Я только пожимаю плечами. Мне и самой кажется, что я не до конца искренна. Говорила бы я то же самое, будь это не Илья, а кто-то другой? Какой-то незнакомый мужик в вечернем парке? Друг семьи, от которого не ждёшь подвоха? Сам Дубовский? Не знаю. Хочется быть объективной и беспристрастной. Идеальной. Фемидой с завязанными глазами и чистым сердцем. Но люди проникают в твою душу, хочешь ты того или нет.
Пока я размышляю, Дубовский хватает мою голову и поворачивает к свету, разглядывая пострадавшую губу. Даже не видя отражения, я понимаю, что выглядит она плачевно.
— Н-да, — говорит он. — Всего за несколько лет Ольга превратилась из роковой красотки в грязную голодную бомжиху.
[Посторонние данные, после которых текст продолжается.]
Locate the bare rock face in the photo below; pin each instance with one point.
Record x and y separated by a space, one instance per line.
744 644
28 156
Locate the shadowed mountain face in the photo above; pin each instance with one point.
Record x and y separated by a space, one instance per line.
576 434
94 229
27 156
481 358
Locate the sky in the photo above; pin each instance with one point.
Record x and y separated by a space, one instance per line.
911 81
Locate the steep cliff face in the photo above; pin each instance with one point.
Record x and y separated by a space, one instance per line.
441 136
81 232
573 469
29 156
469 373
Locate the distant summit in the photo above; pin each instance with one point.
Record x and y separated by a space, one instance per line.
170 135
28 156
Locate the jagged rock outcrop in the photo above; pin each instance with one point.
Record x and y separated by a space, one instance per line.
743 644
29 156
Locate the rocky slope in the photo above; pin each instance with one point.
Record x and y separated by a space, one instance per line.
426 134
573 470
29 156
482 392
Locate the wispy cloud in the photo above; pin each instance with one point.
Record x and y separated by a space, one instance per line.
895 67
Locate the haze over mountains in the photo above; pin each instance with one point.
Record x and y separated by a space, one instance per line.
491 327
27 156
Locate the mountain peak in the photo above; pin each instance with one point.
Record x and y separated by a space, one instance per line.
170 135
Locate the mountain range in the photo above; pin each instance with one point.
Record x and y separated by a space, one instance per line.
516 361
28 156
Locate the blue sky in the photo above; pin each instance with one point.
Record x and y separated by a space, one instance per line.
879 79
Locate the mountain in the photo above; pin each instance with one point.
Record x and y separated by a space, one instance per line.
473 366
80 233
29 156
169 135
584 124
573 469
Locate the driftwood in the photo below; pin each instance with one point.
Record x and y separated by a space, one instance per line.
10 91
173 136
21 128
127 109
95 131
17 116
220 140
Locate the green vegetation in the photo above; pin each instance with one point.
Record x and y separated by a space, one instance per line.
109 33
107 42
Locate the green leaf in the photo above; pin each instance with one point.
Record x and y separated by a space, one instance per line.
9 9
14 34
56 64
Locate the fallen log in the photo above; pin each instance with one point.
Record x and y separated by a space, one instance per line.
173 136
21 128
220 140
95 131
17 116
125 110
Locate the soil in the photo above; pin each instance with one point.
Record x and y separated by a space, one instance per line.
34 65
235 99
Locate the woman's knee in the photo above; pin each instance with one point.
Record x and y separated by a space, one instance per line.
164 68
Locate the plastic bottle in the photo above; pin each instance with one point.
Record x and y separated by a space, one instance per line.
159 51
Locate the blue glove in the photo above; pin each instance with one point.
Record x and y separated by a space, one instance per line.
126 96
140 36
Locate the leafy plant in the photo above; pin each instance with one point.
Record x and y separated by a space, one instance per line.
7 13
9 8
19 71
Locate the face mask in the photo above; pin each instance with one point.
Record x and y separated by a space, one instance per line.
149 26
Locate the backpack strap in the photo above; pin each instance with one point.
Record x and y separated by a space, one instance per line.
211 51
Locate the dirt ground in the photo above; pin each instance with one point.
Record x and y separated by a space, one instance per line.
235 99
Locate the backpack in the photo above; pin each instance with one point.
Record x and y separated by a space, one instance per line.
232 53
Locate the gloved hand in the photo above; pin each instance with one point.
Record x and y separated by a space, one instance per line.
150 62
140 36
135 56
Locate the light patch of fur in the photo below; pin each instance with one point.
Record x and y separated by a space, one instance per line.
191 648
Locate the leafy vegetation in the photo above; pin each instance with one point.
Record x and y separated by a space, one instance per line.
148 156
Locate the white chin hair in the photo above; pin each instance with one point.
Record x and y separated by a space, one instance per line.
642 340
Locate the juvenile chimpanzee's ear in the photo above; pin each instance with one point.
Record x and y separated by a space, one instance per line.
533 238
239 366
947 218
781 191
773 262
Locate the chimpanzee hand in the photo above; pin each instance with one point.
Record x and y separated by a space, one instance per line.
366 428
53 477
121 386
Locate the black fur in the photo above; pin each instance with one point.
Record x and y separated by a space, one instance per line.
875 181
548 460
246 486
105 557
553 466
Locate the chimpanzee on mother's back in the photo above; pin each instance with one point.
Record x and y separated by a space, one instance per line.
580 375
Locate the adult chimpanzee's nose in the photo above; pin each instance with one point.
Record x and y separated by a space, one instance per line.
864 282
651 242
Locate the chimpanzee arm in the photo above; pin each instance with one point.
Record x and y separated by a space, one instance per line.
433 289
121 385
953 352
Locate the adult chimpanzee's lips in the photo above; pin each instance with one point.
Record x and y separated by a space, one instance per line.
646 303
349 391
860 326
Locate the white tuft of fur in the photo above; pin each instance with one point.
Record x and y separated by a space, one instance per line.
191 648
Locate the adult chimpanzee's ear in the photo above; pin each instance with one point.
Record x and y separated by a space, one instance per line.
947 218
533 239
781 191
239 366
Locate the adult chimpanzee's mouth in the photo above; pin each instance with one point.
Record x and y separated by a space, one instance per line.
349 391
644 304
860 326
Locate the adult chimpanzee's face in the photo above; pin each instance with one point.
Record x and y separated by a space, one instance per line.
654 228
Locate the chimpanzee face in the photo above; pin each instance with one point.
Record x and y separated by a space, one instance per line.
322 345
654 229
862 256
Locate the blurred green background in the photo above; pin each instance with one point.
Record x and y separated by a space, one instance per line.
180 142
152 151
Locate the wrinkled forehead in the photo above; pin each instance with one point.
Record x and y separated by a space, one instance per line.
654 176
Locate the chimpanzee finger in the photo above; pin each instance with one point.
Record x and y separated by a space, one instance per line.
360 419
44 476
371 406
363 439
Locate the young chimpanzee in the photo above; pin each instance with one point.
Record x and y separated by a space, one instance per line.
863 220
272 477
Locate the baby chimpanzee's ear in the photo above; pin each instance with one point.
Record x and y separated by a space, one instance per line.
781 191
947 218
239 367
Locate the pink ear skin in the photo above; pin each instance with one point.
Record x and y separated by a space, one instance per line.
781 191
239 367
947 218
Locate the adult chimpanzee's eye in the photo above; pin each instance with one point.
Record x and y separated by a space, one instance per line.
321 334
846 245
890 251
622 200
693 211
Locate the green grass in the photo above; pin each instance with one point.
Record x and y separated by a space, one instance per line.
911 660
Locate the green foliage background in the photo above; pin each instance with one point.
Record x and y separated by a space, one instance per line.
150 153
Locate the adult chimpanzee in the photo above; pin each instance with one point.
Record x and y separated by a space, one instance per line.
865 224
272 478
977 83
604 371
Я фыркаю со смеху, корчусь от боли в губе и от этого смеюсь ещё сильнее.
— Не думала, что ты способен шутить.
— Я много на что способен, — веско говорит Дубовский, и по мне снова прокатывается дрожь. Я отвожу глаза в сторону, и жду, что сейчас он меня отпустит, но он не спешит.
— Что-то не так?
Он игнорирует мой вопрос.
— Ты меня боишься, киса? — в лоб спрашивает Дубовский.
— Сейчас? В смысле, нет.
— А если так?
Он обхватывает меня за талию и тянется к мочке уха, я рефлекторно отшатываюсь, упираясь руками в широкую грудь. Почему-то Дубовский улыбается. Его рука соскальзывает, оставляя после себя гнетущее ощущение пустоты.
— За идиота меня держишь, киса? — Улыбка становится шире, глаза хищно сощуриваются. — Думаешь, я не чувствую, как колотится твоё маленькое сердечко, когда я тебя трогаю? Не вижу твои мурашки, не понимаю, что бельё на тебе придётся менять? Ты можешь сколько угодно от меня шарахаться и делать вид, что я тебе противен, но мы оба знаем правду. Ты меня хочешь. Признайся себе в этом.
— Какая чушь, — дрожащим голосом отвечаю я.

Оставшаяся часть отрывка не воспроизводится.